Charity is in the news at the moment. Our welfare state is changing. How are we reacting to that?The aim of the ‘I care’ exhibition is to encourage visitors to think about their relationship with others and inspire them to become actively or more actively involved in society as a whole.
In addition to the exhibition there is a website with stories, meetings, an inspiration house and other activities.
Care for one’s neighbour down the ages
The exhibition uses superb works of art and fascinating everyday objects to show how the Dutch have taken care of others for centuries now. The visitor will be told about the history of care for the poor, the sick, children, the elderly and the dead. A key role has been reserved for the stories of historical benefactors, carers and the needy, which will breathe new life into the objects and the stories behind them, some of which are centuries old.
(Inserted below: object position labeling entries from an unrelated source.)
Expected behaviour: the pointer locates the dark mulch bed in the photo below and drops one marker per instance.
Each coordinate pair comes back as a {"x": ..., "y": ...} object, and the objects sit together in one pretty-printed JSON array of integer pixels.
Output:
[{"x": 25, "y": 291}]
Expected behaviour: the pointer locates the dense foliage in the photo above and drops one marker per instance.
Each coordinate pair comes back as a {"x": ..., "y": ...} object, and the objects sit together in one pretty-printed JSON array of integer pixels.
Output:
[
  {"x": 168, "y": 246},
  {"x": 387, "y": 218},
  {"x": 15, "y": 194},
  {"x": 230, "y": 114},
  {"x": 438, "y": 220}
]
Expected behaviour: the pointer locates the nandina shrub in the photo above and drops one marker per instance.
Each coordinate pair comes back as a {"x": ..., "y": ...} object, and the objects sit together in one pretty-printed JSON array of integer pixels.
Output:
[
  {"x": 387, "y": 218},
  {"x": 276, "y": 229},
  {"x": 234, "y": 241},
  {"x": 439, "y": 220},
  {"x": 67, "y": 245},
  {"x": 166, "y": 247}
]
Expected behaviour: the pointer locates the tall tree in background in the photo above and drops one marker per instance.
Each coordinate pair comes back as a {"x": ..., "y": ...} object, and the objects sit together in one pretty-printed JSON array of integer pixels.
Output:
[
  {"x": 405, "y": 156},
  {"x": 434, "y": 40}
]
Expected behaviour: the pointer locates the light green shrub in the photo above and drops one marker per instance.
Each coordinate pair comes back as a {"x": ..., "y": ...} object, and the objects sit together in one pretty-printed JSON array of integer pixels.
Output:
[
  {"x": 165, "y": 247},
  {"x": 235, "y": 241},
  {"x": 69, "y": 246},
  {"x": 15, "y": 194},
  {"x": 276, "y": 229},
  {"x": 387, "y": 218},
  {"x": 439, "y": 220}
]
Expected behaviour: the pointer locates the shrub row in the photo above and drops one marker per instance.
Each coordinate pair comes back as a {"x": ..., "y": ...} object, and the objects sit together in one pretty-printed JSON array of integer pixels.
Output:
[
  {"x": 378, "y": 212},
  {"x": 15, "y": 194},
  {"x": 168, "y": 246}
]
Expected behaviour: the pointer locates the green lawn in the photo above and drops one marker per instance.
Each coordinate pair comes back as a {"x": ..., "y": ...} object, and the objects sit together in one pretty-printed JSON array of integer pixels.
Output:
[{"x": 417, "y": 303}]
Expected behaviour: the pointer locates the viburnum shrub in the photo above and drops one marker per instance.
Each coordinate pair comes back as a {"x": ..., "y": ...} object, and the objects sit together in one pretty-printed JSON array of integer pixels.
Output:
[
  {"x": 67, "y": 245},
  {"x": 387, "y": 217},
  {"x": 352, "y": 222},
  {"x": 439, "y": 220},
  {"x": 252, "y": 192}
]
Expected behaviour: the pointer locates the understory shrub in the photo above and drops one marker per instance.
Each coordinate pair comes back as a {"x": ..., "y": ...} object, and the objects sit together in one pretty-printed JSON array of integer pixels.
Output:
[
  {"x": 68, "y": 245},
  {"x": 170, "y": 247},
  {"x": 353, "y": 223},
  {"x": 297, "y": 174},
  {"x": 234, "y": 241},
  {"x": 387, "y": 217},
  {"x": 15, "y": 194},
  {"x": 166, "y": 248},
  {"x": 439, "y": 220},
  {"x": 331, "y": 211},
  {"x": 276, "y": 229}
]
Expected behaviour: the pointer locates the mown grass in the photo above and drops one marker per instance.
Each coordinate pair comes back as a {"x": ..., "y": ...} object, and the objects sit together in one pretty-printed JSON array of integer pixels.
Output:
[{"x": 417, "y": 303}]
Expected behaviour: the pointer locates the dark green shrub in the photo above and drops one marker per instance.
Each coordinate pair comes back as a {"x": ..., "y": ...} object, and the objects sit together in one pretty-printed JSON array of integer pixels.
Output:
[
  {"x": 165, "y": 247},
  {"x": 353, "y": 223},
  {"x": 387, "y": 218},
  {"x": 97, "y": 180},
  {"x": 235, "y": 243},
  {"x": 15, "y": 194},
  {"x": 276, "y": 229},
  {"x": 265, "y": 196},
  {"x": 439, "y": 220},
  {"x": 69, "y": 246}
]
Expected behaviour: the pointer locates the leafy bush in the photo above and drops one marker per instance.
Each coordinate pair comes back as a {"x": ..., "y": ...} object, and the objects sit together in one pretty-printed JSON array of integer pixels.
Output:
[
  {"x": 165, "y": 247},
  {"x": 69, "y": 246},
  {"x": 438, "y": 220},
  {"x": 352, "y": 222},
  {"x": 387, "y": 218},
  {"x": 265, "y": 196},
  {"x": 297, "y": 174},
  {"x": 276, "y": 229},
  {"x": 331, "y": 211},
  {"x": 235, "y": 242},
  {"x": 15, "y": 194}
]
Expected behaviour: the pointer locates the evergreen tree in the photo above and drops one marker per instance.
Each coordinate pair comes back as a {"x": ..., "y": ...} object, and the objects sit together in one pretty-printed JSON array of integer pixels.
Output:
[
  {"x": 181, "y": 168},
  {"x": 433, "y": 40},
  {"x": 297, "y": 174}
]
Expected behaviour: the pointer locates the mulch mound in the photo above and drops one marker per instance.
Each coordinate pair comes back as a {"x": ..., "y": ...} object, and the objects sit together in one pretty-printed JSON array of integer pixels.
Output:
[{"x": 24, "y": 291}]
Personal stories play an important part in this project. Stories like Ineke’s. In 2013 she decided to resign as director of Passage, a Christian women’s movement. The care for her husband Willem made so many demands on her that she was wondering whether she could carry on. She wrestled with her decision for a long time. Her job not only gave her satisfaction but also financial independence. Yet she decided to follow her heart instead of her head. Ineke’s story is one of those moving accounts that makes people start thinking about their own place in society. Nowadays there are hundreds of thousands of people in the Netherlands who care for others. Who are these volunteers, carers and buddies, and what motivates them? These searching and heartwarming stories can be read on the www.catharijneverhalen.nl website.
Visitors to the exhibition can also speak to experience experts, who make a valuable contribution to the concept of ‘respect for the other’. Anyone who wants to help others after a visit to the exhibition can go to the Inspiration House in the museum courtyard, where social organisations like the Oranje Fonds, Movisie, Cordaid, Tussenvoorziening and the Red Cross will be showcasing examples of the projects run by their volunteer workers. The Oranje Fonds is the museum’s chief partner in the presentation. The modern variant of love of one’s neighbour is its core mission. It supports hundreds of initiatives each year in which volunteers look after the vulnerable. They find new places for them in society, and create links to valuable futures.
Exhibition ‘I care! Charity down the ages’. Museum Catharijneconvent, Utrecht (the Netherlands), 12 september 2014 – 01 march 2015.